Thanks, Roni! Crumb's sketchbooks have in out for years, but it's the first time I´ve seen them as hard cover boxed sets. Too bad, they're so expensive - 6000 DKK per box, that's over $1100, and we're talking two box sets. Still, they look beautiful and they're limited editions of 1000 copies. I just wish I could afford to spend $2200.
 
Speaking of the Crumb sketchbooks box sets from Taschen, I just stumbled over a new issue of the Taschen Magazine in which they mention the box sets, but also shows a couple of rare photos of Crumb shot by a guy named Harry Benson for Life Magazine for an article on Crumb. However, Life Magazine changed their mind after having seen some of Crumb's art involving naked people.

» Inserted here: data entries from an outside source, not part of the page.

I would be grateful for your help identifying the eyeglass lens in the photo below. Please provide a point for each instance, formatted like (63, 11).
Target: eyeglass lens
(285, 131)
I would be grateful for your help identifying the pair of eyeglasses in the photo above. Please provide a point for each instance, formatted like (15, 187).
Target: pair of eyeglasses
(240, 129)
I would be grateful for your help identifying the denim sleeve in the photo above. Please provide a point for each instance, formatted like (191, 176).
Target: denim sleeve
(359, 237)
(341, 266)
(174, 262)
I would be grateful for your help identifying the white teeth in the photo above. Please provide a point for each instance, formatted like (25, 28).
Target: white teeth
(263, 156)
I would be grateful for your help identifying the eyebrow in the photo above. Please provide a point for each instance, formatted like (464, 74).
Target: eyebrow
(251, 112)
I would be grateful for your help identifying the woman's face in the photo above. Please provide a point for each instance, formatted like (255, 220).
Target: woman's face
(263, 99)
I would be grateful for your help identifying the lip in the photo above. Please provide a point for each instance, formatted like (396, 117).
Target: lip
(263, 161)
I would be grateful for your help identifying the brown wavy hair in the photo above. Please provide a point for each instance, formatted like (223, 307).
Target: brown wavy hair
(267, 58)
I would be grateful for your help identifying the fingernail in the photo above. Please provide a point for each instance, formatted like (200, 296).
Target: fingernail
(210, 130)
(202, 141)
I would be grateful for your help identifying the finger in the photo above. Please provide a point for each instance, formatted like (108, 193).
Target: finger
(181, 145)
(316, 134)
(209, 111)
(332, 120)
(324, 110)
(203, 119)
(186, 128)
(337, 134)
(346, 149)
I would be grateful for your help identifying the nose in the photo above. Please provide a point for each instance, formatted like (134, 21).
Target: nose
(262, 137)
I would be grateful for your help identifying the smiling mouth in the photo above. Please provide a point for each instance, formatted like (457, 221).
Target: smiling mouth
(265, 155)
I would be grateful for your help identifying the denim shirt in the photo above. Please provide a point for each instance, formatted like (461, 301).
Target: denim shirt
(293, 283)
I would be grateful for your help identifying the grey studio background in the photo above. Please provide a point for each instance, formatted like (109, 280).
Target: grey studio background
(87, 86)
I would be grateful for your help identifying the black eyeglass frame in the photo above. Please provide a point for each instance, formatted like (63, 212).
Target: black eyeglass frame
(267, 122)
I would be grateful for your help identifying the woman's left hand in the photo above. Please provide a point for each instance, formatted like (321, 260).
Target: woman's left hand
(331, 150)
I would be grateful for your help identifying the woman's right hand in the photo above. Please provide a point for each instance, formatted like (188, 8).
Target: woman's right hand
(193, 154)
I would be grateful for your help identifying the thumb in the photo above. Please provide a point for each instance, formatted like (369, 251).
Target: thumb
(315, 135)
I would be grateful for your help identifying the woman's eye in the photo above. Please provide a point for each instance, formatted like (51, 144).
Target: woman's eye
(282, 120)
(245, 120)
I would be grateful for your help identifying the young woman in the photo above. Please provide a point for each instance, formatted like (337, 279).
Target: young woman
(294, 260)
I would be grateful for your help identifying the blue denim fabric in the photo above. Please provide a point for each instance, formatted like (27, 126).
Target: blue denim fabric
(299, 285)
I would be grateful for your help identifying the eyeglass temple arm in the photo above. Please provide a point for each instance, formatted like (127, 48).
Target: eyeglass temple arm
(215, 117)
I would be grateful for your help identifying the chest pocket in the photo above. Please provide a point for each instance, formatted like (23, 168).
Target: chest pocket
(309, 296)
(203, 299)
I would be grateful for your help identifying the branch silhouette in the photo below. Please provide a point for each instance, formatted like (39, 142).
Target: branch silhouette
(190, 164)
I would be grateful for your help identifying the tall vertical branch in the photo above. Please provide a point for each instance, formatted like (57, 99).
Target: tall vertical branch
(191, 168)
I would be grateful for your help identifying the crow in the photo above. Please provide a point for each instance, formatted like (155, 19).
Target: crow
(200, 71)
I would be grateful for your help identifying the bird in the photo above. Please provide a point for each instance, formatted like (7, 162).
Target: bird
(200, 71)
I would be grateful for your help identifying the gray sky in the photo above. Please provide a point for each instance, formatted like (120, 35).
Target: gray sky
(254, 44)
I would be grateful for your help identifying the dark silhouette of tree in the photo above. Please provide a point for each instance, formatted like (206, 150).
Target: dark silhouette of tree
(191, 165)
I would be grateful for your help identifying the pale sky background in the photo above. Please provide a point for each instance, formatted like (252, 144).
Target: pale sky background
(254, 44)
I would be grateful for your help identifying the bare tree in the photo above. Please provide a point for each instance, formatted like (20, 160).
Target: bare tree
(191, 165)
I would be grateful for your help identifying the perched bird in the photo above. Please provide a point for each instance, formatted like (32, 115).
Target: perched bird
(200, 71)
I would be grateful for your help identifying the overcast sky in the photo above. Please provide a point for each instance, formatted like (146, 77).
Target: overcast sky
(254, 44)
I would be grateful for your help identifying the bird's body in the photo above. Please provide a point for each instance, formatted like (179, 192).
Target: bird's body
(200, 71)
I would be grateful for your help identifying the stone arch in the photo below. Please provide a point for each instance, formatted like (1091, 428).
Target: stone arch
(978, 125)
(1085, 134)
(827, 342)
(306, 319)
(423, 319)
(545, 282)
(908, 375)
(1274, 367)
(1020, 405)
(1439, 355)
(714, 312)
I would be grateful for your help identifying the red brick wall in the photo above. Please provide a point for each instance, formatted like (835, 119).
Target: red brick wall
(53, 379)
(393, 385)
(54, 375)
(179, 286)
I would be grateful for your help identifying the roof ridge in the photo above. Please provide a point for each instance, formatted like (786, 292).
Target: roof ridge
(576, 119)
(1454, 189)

Here's the Taschen Magazine article with the rare Crumb photos:


BensonPhoto-1.jpg BensonPhoto-2.jpg
 
i know, it's great. and his background info about the music is really interesting.

and who knew the history of shellac could be so compelling...
 
in Germany they recently published the two Buk-Crumb-colaborations 'There's No Business' and 'Bring me Your Love' in one slim volume with all the illustrations and bilingual. That's nice.

But they made a major editor's-mistake:
the original English text and the German translation aren't printed on facing pages side-by-side. They follow each another. How stupid!